Another diabetes-friendly fish option is shrimp. A single 4-ounce serving of shrimp offers roughly 23 grams of protein and 120 calories, according to the USDA. Shrimp has a greater saturated fat content than the rest of the seafood on this list (approximately 170 mg). If you're attempting to lose weight, you might want to skip it.

Shrimp is an excellent diet for avoiding and controlling blood glucose levels. It is low in unsaturated fats and high in protein, both of which aid to keep blood sugar levels stable.

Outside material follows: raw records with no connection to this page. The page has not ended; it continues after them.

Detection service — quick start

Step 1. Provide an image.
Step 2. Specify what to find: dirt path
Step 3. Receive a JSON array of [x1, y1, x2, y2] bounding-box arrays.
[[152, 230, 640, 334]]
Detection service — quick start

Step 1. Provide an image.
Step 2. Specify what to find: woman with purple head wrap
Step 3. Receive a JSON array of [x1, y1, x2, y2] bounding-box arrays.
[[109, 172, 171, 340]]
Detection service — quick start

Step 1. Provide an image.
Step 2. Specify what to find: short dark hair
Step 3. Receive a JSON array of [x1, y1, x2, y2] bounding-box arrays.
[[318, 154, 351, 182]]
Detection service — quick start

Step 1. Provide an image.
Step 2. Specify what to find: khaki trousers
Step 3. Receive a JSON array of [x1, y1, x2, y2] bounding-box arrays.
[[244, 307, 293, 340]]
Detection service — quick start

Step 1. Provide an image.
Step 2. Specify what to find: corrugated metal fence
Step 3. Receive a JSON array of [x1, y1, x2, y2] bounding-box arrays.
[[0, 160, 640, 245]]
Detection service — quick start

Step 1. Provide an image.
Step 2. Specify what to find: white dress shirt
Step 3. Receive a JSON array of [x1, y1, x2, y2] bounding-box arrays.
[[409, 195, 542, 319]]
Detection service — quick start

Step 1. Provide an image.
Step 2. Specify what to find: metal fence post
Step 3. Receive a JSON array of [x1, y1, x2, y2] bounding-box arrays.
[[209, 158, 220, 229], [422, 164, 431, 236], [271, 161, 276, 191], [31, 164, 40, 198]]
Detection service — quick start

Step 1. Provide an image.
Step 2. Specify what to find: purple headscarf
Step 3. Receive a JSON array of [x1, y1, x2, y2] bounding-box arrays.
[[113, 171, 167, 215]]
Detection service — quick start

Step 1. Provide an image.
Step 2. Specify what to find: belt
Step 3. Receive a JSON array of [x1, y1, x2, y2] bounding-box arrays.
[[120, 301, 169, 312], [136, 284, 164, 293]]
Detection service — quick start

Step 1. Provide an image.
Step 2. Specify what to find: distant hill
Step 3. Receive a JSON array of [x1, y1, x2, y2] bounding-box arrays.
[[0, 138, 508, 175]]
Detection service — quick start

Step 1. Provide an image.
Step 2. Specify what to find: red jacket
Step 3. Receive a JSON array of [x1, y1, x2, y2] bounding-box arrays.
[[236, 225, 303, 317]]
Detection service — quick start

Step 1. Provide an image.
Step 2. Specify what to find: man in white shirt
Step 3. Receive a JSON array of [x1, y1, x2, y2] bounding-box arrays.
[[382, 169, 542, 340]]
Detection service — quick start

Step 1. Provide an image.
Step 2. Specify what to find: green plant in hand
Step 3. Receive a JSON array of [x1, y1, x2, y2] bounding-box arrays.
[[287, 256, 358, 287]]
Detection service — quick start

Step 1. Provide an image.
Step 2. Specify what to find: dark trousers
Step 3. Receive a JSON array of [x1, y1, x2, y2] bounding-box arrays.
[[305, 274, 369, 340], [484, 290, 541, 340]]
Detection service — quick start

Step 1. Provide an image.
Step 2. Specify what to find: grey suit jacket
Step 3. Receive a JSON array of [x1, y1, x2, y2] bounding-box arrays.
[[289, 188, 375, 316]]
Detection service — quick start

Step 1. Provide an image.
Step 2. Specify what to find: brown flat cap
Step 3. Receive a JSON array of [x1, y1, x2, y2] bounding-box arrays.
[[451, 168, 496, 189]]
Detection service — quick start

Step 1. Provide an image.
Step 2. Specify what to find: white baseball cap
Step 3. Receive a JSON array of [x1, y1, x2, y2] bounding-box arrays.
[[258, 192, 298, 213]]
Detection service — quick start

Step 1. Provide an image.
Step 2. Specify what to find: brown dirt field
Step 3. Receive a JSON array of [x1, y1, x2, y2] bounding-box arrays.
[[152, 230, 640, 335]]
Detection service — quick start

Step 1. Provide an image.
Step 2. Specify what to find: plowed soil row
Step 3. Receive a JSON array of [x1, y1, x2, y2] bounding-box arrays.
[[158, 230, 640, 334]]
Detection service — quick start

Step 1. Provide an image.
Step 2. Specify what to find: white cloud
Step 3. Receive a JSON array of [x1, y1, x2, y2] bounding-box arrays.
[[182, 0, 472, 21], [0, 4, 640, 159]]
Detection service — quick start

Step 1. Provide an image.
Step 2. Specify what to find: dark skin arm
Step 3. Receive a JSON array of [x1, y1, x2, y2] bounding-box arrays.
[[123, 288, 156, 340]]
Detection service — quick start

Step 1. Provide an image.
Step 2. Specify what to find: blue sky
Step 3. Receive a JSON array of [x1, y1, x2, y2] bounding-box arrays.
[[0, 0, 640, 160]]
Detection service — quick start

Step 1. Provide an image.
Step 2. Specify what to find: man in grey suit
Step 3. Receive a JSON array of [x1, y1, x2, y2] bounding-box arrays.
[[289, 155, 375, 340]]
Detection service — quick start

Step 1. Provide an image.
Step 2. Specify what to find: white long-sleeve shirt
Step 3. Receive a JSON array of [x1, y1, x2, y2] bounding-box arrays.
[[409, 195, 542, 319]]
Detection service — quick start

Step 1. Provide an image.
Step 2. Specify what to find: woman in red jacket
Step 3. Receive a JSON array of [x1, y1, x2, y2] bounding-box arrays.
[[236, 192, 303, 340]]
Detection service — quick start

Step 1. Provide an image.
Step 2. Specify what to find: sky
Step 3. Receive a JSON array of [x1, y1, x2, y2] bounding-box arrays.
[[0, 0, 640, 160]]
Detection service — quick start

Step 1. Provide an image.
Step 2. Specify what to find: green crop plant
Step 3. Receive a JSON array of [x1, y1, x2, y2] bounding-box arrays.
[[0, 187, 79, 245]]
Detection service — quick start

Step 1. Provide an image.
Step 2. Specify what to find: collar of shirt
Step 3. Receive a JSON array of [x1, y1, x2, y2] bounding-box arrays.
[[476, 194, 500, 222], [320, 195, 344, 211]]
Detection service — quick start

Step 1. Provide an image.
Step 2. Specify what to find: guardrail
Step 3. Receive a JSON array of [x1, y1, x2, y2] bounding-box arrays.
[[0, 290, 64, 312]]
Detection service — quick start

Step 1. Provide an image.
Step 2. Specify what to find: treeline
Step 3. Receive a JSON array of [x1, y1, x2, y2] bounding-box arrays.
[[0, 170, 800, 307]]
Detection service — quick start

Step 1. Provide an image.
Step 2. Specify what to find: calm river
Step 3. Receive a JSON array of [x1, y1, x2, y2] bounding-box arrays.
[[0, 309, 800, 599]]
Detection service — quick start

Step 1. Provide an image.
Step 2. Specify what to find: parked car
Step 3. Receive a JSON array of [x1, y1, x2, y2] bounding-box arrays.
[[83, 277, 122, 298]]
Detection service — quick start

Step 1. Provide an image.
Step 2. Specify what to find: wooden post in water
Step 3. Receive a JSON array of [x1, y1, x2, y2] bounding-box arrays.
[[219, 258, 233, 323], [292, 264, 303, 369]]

Consuming astaxanthin has numerous health advantages. For one thing, it strengthens your arteries, lessening your risk of developing numerous chronic ailments. It's also thought to raise HDL cholesterol levels (good fats), which is good for your heart's general health. amount of blood sugar

Shellfish has only 1 gram of dietary cholesterol and around 97 calories, according to the USDA. Avoid adding melted butter during preparation to avoid adding extra calories and fat. Calorie and fat content may rise, rendering them inefficient for diabetic management.

How many times a week should you eat fish?

The American Heart Association (AHA) advises two servings of fish every week, with one serving equaling 3.5 ounces (oz) of cooked fish or approximately 34 cups of flaked fish. The American Heart Association recommends eating fatty fish like salmon, mackerel, trout, and sardines because they are high in omega-3 fatty acids.  Shark, swordfish, and tilapia are among the fish with the highest mercury contamination risk.

The American Diabetes Association (ADA) supports these diabetes-related recommendations. The ADA also recommends grilling, broiling, or baking salmon, as coated and fried fish are high in carbs and calories.